Modern shooters seem to structure themselves more and more around set pieces, massive planned moments that make you go “whoa” when they happen. Blame Call of Duty, or don’t, maybe Spielberg. The trick here is that many games string the player from “whoa” to “whoa” and for most people that works. A well-executed “whoa” moment gets people talking and a pattern of them keep people talking. It makes sense and it’s been a staple of shooters since at least Doom.

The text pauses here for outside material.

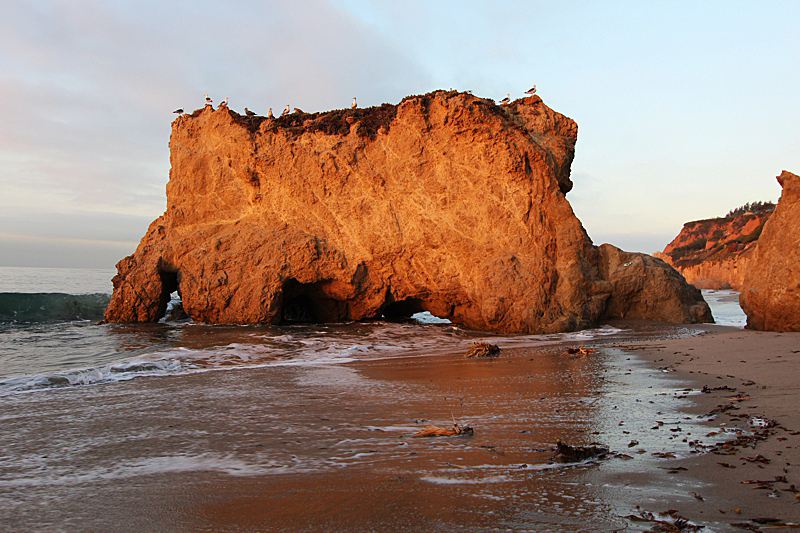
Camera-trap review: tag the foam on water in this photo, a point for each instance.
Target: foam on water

The New Colossus has set pieces too but the lasting impression is left by B.J. himself, not anything you blow up or the manner in which it is blown up, however spectacular. Unlike Doomguy or any other Sgt. Protagonist, few leading shooters have the same heart or vulnerability as B.J. He’s constantly grunting and muttering to himself, beseeching the spirit of his dead friend for the spiritual strength to continue the fight. Sometimes he wonders how he will let his pregnant wife know that he feels his lifeforce slipping away, his broken body barely held together by a metallic suit of armor.

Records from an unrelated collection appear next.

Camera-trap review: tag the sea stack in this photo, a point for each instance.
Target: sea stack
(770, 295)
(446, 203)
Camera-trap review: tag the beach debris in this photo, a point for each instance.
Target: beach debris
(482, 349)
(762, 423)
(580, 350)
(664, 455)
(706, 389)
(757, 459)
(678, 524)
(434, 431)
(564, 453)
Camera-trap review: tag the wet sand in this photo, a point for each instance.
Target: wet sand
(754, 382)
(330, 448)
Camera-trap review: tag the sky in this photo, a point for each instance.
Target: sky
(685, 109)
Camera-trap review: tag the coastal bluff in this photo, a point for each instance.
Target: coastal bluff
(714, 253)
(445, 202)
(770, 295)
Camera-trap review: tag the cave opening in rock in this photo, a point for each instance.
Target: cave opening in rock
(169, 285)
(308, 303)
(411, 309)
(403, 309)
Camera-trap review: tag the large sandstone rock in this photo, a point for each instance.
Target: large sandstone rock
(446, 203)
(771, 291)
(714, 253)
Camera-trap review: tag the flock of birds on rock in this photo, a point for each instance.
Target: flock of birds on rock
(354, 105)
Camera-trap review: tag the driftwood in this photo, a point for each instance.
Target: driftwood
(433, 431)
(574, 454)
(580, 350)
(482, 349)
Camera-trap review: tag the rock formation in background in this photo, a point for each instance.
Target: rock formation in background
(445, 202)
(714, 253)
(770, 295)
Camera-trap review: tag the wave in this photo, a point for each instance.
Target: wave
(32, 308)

While most shooters trade on “certainty” The New Colossus gives us a hero who is uncertain. B.J. hardly knows how to be himself, preferring to wear the mask of a singularly motivated killer of Nazis. He’s a man who enters a destroyed city and spends a moment eulogizing the innocent dead before embarking on a quest to kill those who are not so innocent.

Alone in a mineshaft B.J. reaches out to his dead friend, perhaps beneath his breath, perhaps only in his mind. “You still copy? You think they can see I’m fading? Without your wings I would fall.” The only ears to hear B.J. are his and ours. The only people acutely aware of how fragile B.J. is are himself and us. He wants to be strong for the others, but we know better, for we’re right behind his eyes.

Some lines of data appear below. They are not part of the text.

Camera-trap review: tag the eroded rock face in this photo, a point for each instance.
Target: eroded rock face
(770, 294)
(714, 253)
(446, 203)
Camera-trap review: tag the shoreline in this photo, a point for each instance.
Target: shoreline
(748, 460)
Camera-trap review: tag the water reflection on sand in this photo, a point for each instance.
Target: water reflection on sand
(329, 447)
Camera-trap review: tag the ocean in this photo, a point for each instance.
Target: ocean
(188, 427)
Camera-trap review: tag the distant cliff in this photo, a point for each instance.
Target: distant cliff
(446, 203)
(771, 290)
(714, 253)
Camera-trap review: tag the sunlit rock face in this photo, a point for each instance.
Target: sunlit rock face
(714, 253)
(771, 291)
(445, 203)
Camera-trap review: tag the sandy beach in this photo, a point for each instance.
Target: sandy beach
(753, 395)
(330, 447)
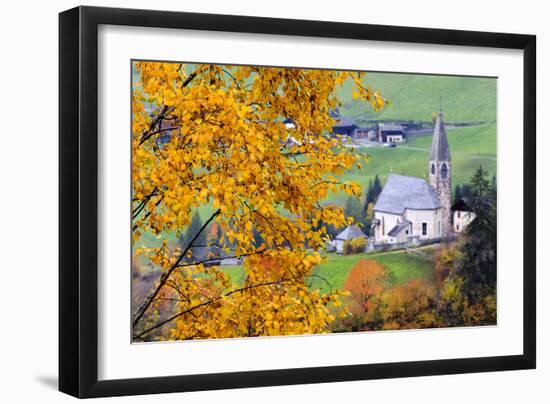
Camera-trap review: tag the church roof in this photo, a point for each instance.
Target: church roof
(402, 192)
(440, 145)
(350, 233)
(399, 228)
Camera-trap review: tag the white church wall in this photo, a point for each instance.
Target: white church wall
(387, 222)
(461, 219)
(432, 218)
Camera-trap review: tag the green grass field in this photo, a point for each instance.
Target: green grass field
(402, 266)
(470, 147)
(417, 97)
(332, 273)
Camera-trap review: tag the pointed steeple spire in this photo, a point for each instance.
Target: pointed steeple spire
(440, 145)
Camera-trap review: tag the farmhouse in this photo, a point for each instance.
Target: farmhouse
(411, 210)
(386, 133)
(348, 234)
(348, 127)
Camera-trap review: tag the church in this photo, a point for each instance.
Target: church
(413, 210)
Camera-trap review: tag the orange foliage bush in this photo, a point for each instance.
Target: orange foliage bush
(365, 282)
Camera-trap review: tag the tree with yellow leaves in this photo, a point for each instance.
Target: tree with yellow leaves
(214, 137)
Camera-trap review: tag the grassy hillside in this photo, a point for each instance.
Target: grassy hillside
(333, 272)
(470, 148)
(417, 97)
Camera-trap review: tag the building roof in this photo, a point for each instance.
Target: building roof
(391, 127)
(344, 122)
(402, 192)
(350, 233)
(440, 146)
(399, 228)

Of course, B.J. marches on from moment to moment, soldiering forward through every firefight and shootout. For so many years the “silent protagonist” was the norm, a blank slate upon which we might cast our own ambitions or fears. Wonderfully, Bloom never lets us forget who B.J. Blazkowicz is. He’s a man not only driven by his firmly held beliefs and a desire to see the world set right again but he’s a man driven by fear. He’s afraid he’ll fail his wife, his cause, his friends, and he’s afraid that he’s not worthy of all three.